## transdimensional ABC

**A**nother paper that got arXived recently *(it’s endless, isn’t it?!)* is Transdimensional ABC for inference on invasive species models with latent variables of unknown dimension, by Chkrebtii, Cameron, Campbell, and Bayne. It attracted my attention for at least two reasons: (a) it brings a new perspective on Bayesian inference in varying dimension models (or in multiple models and model comparison); (b) the application is about invasive species, as in our ABC paper on tracing pathways for the Asian beetle invasion in Europe.

**A**fter reading the paper, I however remain unconvinced that a direct duplication of Peter Green’s reversible jump MCMC algorithm is relevant in this ABC setting: this is indeed the central idea of the authors, namely to apply the reversible jump construct in an ABC-MCMC algorithm, with exactly the same validation as the usual ABC-MCMC algorithm where the indicator of a small enough distance between the observed and the simulated data acts as a (biased) estimator of the likelihood function. There is thus no doubt about the validity of the method. What leaves me somehow lukewarm about this idea is the same feature I criticised yesterday in the accelerated ABC paper by Picchini and Forman (which would also apply here), that is, the fact that the acceptance step actually occurs at the prior level, the Metropolis-Hastings acceptance probability being the ratio of the priors over the ratio of the proposals. (Plus a second acceptance step induced by the distance between the observed and the simulated data.)

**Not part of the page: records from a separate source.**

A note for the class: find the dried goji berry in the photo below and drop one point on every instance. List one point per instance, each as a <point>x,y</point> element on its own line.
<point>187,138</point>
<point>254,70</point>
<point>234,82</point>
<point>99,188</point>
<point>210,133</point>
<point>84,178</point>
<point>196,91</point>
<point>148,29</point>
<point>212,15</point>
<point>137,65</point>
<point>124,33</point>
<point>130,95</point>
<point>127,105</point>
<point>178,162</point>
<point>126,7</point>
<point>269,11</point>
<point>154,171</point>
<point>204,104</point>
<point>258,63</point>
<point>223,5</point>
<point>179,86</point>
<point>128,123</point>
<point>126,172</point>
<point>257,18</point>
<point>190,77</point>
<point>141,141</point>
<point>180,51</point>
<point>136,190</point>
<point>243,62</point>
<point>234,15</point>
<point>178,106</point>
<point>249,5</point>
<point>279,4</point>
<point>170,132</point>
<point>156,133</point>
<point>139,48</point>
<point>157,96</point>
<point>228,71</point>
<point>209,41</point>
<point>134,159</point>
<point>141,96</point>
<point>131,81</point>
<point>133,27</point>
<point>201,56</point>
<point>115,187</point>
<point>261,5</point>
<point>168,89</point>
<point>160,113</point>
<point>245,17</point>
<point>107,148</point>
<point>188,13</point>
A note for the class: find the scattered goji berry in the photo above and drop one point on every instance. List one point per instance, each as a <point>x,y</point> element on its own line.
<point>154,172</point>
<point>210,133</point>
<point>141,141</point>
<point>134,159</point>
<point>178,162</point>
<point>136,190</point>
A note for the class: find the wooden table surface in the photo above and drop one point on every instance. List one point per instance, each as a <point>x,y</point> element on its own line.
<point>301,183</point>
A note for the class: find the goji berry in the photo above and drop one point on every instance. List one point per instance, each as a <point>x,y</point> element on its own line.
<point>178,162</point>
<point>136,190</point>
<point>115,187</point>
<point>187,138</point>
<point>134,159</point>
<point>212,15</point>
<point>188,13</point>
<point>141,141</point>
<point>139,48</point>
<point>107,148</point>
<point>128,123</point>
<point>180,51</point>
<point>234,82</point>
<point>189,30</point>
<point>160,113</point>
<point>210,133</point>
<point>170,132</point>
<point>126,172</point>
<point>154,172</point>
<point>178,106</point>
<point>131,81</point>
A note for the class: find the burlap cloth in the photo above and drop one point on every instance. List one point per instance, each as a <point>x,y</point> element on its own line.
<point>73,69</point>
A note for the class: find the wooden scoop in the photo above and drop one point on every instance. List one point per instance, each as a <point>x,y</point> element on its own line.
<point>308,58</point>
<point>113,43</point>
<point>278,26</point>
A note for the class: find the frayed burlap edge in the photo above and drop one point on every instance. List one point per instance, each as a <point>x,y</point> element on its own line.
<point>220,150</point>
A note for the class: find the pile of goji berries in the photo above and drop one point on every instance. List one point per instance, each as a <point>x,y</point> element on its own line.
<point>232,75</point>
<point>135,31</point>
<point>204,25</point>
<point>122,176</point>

**T**he application to the invasion of European earthworms in northern Alberta is quite interesting, from the fact that those worms did not crawl their way up there but instead hitch-hiked!, to the modelling of the number of introductions by a Poisson spatial process, to the fact that the ABC algorithm can run with infinite precision! This last point makes me wonder whether or not a regular MCMC algorithm is unattainable for this problem. (However, the authors rely on a two-dimensional summary statistic for each pair *(g,r)*, which helps in picking an ε equal to zero.) The details of the dependence of the observables on the number of earthworm introductions *k* are rather sketchy and I do not see why exactly the transdimensional perspective is needed. *(Marginalia: I do not understand the introduction of D in the second equation of page 5, unless this is an approximation.)*

October 28, 2013 at 4:15 am

I am a little bit confused about the paper in a couple of ways. In most applications of ABC, I would have thought that the density of the simulated data (here these are the latent variables) would be intractable. But because the authors are using local moves to update the latent variables, then these densities appear to be required in the MH ratio. So I am not sure how widely this approach could be applied in ABC.

Secondly I am a bit confused about how the latent variables are generated in algorithm 3. From the notation it appears that it comes from the full conditional (i.e. conditional on data as well). If this were possible, then ABC would not be required. I suspect that this must just be a forward simulation based on model parameters, not conditioned on data.